I should be delighted. I mean, the forces of equality and justice have won a victory over the forces of bigotry and intolerance. The result is unquestionably good. So why don't I feel cheerier about it?
Part of it, I suppose, is that all we have to hold on to is this sort of beating-back-the-dark victory when the situation of our country is so grim. But mostly it's because while the forces of good won, they won for the wrong reasons. Or at least the wrong reasons were spoken.
This was brought home to me last night when I happened to be driving around 5 p.m., and heard the top-of-the-hour NPR news summary. They mentioned the amendment's defeat, and then said, "opponents say that the amendment will violate states' rights", and quoted John McCain.* And then it quoted people for the amendment.
That's it. State's rights.
And it's not just that NPR decided to balance the proponents of the socially conservative Republican's amendment with comments by a socially conservative Republican. Even democrats, for the most part, were harping on the fact that this was a blatant pander to the base, an attempt to change the topic from the dismal situation that the current ruling party has brought our country to. And this is all true. But it's hardly a ringing endorsement of the merits of equality and the humanity of our gay and lesbian citizens. Particularly since a lot of the more "centrist" Democrats (where "centrist" seems to have its usual meaning of "invertebrate") also made the argument that this was unnecessary because the (so-called) Defense of Marriage Act was still in force.
It's just bloody depressing.
I mean, sure, it's sort of amusing in an "irony's kind of ironic" sort of way to hear "state's rights", that old segregationists' argument, turned around and used to defeat a measure designed to put a new type of segregation in the constitution -- to be used by the Senator now holding the seat that then-presidential candidate Senator Barry Goldwater held when he invoked it to vote against the 1964 Civil Rights Act. And of course it would have been a disaster if the biases of the current day were written into the constitution, where it would have taken that much longer -- and that much more effort -- to erase them.

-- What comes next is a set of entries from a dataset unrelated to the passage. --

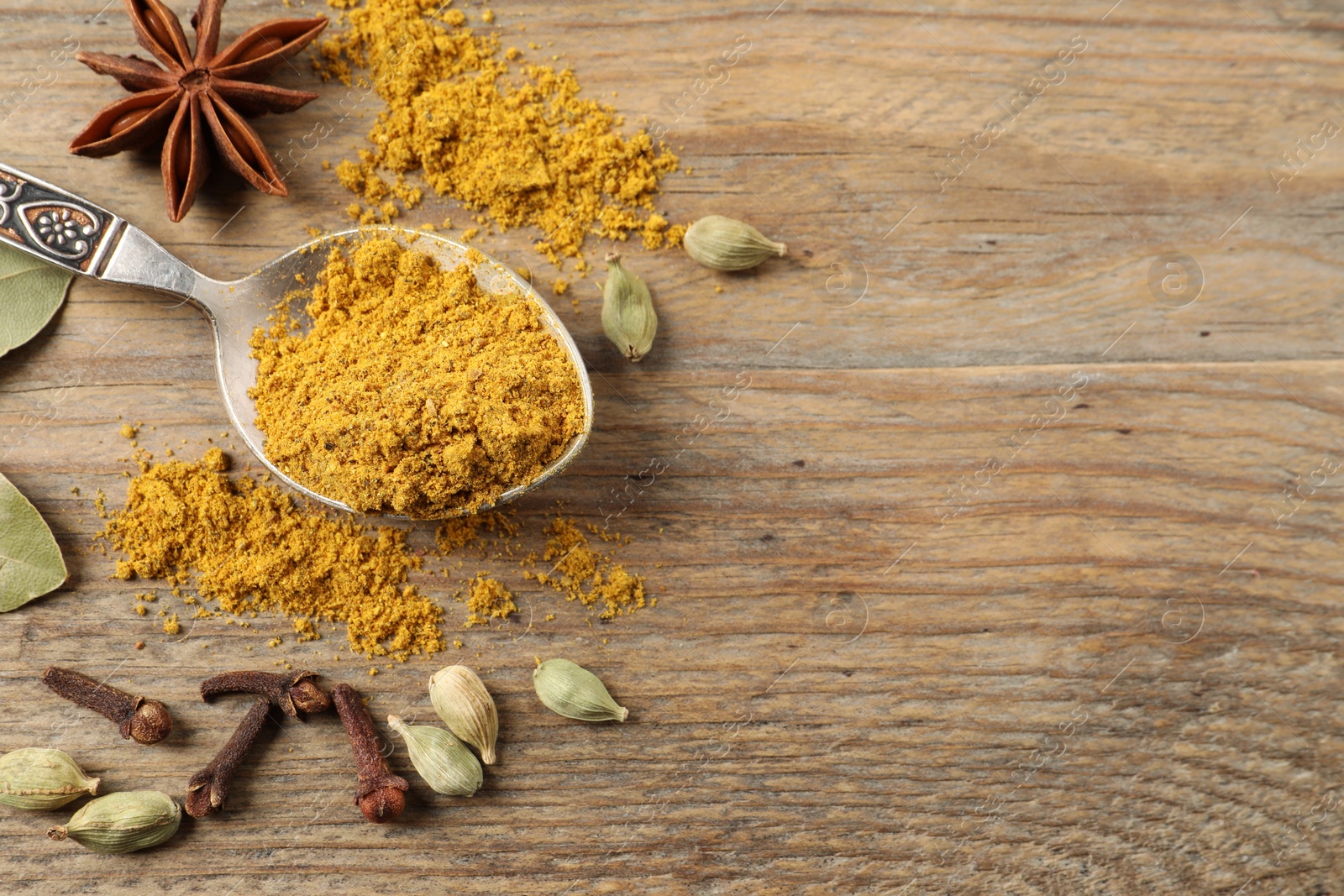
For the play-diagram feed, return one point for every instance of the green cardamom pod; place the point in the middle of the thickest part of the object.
(723, 244)
(628, 316)
(467, 708)
(575, 692)
(37, 778)
(440, 758)
(123, 822)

Because, of course, they would have been erased. Unless this country falls into a full-fledged theocracy -- not, alas, impossible -- this is the one issue on which I feel quite confident that the side of justice will win. We may engage in unprovoked nuclear war against Iran, we may cook the globe to the point where our costal cities drown, we may throw away the constitution and install, at last, a new King George. But gay marriage is coming.
It's demographics, you see. The younger generation -- roughly, people younger than I -- simply don't have a problem with this. Oh, not uniformly -- there are bigots aplenty that wish to write their own religious views into the law of the land, even among the younger folk -- but the overwhelming majority think it's obvious that marriage should be equal to gays and straights on an equal basis. Growing up seeing gays and lesbians presented as people in the media, growing up far more likely to know out gays and lesbians themselves -- it simply comes to seem obvious. (As, in the end, it is.) So that, in time, this view simply will become a majority view. It might even be sooner, since public views on this are shifting so quickly -- hell, even George Bush has come out for civil unions, which a decade ago were a forlorn hope of the radical left. So yes, in the end, we'll win.

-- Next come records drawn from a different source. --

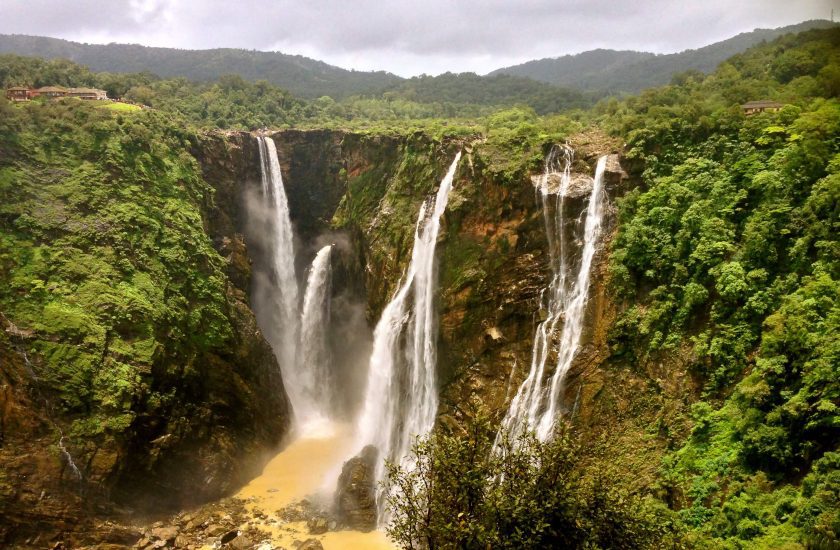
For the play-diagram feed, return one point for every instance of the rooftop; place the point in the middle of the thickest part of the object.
(762, 103)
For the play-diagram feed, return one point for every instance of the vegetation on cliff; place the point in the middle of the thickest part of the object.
(138, 341)
(726, 253)
(730, 247)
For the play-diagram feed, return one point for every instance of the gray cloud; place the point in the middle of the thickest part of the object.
(406, 36)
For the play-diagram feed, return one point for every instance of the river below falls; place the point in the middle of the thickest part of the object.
(307, 468)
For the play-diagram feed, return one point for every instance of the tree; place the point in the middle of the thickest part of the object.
(463, 492)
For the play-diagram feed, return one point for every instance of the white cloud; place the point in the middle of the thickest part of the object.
(405, 36)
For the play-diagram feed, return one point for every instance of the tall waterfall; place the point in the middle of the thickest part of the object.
(401, 396)
(282, 260)
(536, 403)
(315, 385)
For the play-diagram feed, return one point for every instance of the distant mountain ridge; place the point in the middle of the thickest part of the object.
(598, 72)
(611, 71)
(300, 75)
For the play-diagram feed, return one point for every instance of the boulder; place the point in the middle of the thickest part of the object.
(317, 526)
(355, 494)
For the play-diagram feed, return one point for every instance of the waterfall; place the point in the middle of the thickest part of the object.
(281, 240)
(401, 396)
(535, 406)
(315, 387)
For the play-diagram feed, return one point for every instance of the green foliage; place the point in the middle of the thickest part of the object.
(104, 255)
(730, 248)
(525, 494)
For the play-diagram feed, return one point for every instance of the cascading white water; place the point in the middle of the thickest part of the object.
(535, 406)
(401, 396)
(314, 380)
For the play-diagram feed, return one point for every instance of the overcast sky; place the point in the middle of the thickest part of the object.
(409, 37)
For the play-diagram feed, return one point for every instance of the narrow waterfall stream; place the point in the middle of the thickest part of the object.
(536, 404)
(313, 357)
(401, 396)
(283, 333)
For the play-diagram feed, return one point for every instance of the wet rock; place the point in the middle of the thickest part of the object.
(317, 526)
(242, 543)
(229, 536)
(215, 530)
(165, 534)
(355, 494)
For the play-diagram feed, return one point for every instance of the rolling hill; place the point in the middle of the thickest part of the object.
(610, 71)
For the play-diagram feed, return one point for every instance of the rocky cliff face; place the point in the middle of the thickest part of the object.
(168, 417)
(363, 193)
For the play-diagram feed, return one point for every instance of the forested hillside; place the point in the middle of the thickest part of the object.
(729, 252)
(300, 75)
(611, 72)
(704, 407)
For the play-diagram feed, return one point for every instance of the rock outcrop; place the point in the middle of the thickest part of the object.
(355, 495)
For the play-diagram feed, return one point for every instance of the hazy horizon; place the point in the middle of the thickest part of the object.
(405, 38)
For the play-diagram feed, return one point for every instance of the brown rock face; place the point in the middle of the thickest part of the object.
(355, 496)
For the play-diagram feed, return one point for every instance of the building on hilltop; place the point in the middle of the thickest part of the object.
(18, 93)
(87, 93)
(50, 91)
(23, 93)
(753, 107)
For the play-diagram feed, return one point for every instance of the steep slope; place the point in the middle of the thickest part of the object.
(610, 71)
(300, 75)
(133, 369)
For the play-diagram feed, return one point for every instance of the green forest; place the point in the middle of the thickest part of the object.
(725, 255)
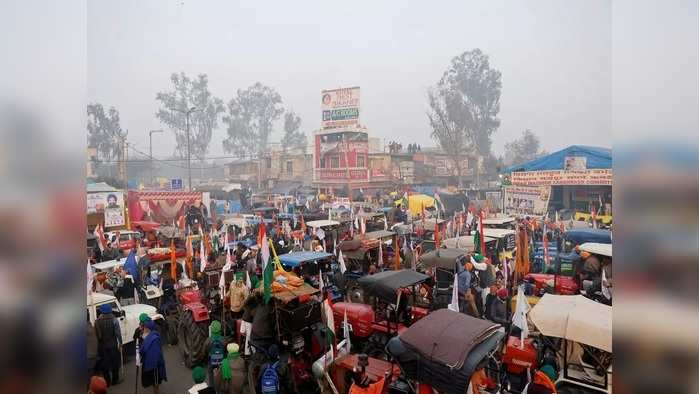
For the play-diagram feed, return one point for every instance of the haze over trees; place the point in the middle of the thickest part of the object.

So why can't Democrats stand up and make the real argument here? It's not that hard. Last night John Stewart got it in a sentence: "it's a debate about whether you think gay people are part of the human condition or just a random fetish". Why do Democrats -- liberals -- have to defend this on the true-but-really-not-the-point grounds of there are more pressing issues, or the true-but-it-ought-not-to-be grounds that DOMA still stands? Why can't they come out and say that gay and lesbian citizens must have equality under the law -- period? That gay marriage is, in fact, something that we ought to have in all fifty states, just as interracial marriage is now legal in all fifty?

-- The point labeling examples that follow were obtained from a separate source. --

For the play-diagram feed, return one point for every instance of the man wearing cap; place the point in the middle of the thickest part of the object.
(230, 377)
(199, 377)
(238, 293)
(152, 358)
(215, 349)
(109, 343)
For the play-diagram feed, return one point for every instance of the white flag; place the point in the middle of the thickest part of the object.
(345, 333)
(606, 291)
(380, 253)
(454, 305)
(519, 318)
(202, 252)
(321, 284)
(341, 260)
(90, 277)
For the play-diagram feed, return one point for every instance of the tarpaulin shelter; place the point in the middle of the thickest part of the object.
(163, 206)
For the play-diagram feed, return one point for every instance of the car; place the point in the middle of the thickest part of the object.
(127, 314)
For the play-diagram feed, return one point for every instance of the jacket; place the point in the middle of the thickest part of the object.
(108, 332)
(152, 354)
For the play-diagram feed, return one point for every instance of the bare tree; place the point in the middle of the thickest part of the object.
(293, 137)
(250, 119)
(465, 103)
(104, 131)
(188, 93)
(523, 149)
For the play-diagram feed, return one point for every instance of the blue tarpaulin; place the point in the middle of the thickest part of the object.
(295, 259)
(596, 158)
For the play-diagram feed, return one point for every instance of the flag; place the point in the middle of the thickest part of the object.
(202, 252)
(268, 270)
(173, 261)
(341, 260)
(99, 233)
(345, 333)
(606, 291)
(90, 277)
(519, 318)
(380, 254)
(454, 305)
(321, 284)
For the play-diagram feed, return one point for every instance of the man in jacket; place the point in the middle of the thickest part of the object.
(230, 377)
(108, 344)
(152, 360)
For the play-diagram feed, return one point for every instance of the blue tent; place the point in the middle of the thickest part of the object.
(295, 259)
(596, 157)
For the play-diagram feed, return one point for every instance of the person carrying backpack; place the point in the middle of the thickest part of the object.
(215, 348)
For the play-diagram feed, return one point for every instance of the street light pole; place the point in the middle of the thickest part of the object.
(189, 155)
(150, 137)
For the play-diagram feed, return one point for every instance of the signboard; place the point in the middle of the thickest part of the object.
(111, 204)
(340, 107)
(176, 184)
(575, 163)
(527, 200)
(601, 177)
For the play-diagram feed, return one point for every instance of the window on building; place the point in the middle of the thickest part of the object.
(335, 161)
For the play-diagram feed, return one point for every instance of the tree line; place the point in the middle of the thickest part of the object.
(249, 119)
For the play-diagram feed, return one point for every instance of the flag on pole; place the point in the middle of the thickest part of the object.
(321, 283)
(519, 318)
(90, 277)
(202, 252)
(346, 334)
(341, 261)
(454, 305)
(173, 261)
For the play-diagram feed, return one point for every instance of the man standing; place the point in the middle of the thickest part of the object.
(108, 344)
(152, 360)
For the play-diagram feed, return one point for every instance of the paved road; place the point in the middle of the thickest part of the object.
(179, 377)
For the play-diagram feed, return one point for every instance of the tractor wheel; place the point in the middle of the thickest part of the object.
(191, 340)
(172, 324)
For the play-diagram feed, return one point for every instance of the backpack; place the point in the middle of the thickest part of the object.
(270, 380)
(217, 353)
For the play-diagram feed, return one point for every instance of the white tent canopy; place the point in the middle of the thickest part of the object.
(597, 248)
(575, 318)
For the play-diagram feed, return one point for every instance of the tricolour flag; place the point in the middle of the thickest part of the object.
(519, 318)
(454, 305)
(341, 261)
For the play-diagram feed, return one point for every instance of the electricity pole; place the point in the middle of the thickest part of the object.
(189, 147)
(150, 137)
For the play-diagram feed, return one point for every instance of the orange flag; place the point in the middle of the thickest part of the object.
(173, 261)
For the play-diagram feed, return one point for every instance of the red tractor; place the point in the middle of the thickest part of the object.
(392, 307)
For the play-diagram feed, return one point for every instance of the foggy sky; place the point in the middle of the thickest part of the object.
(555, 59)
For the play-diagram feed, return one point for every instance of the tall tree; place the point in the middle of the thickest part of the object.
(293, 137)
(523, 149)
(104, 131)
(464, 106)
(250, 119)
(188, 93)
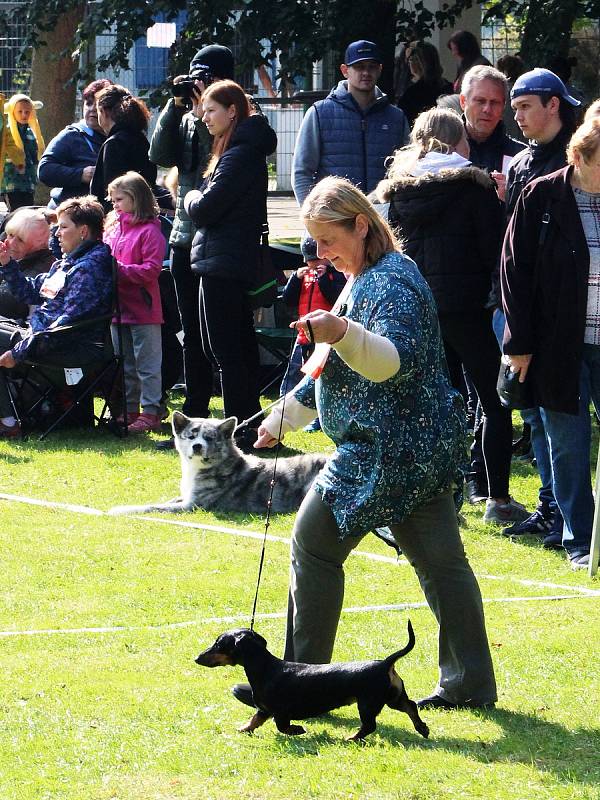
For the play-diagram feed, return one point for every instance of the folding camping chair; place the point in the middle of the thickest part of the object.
(47, 393)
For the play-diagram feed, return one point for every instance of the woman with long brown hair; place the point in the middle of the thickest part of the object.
(229, 211)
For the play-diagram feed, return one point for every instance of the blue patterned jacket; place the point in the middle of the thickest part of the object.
(399, 442)
(87, 291)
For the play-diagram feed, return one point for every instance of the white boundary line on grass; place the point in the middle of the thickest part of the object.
(236, 618)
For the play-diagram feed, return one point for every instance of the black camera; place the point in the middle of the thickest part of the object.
(185, 87)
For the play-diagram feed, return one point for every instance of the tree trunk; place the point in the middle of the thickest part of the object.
(49, 80)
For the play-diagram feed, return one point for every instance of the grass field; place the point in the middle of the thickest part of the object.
(102, 617)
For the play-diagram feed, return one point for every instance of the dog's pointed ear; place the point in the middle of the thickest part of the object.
(179, 421)
(228, 426)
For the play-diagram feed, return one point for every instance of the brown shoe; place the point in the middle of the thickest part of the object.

(And while I'm at it: will someone please ask Bush, and all the other politicians who are decrying "activist judges", whether or not they think that Loving v. Virginia was correctly decided in 1967 -- when, it should be noted, interracial marriage was far less approved of than gay marriage is now. Whatever the state of the debate on this issue, no one should be able to hide behind the fig leaf of blaming judges unless they are prepared to come out for anti-miscegenation laws.)
I know the answer that Democrats would give: they'd lose votes. But frankly I doubt it. This simply isn't a priority for most people -- people are concerned about other things: Iraq, say. Since the Democrats have resolutely embraced the position of the majority of the American people that we should withdraw from Iraq, then people will see that they support their... oh, wait. Right.
As I said, depressing.
Although in all seriousness, I don't think that Democrats would loose a lot of votes on this. Those who really care won't vote for Democrats anyway (unless they really care on the other side, in which case a principled stance would help, not hurt); most people will simply not focus on it. Nor do I think anyone is fooled by legalisms. If we're going to be tagged as the party of gay marriage, we might as well make the (ultimately unanswerable) moral case for it, rather than pussyfoot around.
In truth, there are, I think, two moral cases for it. The best one is simply that, as John Stewart said last night, "gay people are part of the human condition" and there is nothing even remotely immoral about that: it is simply a condition like left or right handedness, nothing that should have the slightest meaning about anyone you're not trying to date. But even if Democrats aren't ready to say that -- and much as I might wish it, they aren't -- there is a simple moral case that should be clear, even to those whose religious views are against homosexuality: this is simply not something about which the state should discriminate. Objections to gay marriage are, ultimately, rooted in religion; religious views should not be public policy. (All other supposed arguments have been repeatedly eviscerated: they simply don't hold up in the slightest. That's why gay marriage keeps winning in the courts, where arguments are taken more seriously than they are in legislatures. (Which is not to say that the current Supreme Court is likely to do anything other than ratify their own religious and political biases. But it's been stacked for just that purpose. You can always find people to say what you want, however ridiculous, if you look long enough.))
My iTunes mix just threw up the song "Wallace" by the Drive-By Truckers, in which the Devil celebrates (segregationist Alabama Governor) George Wallace's arrival in hell:
Throw another log on the fire, boys,
George Wallace is coming to stay.
When he met St. Peter at the pearly gates,
I'd like to think that a black man stood in the way.
I know "All should be forgiven",
But he did what he done so well
So throw another log on the fire boys,
George Wallace is a coming…
We will win on this once all the Rick Santorums of the world have gone up to the pearly gates and found that God has ratified a Heaven Protection Amendment and that they are therefore barred from entry. But it would be nice if, in the meantime, those who are actually fighting on the side of right on this issue would speak as if they were fighting on the side of right, and not make legalistic arguments along the lines of segregationists thirty years ago -- arguments that people make when they are afraid to stand up for what they believe in because they think that the real argument won't fly.
Its nice to win. But if we want to keep winning, we need to argue as if we deserve to. Since we do, it shouldn't be that hard. We're on the side of right, here: we should say so. Get used to it.
*Yet further evidence of the pernicious, and potentially disastrous, crush that the media has on that unrepentant, power-seeking panderer. But that's another post.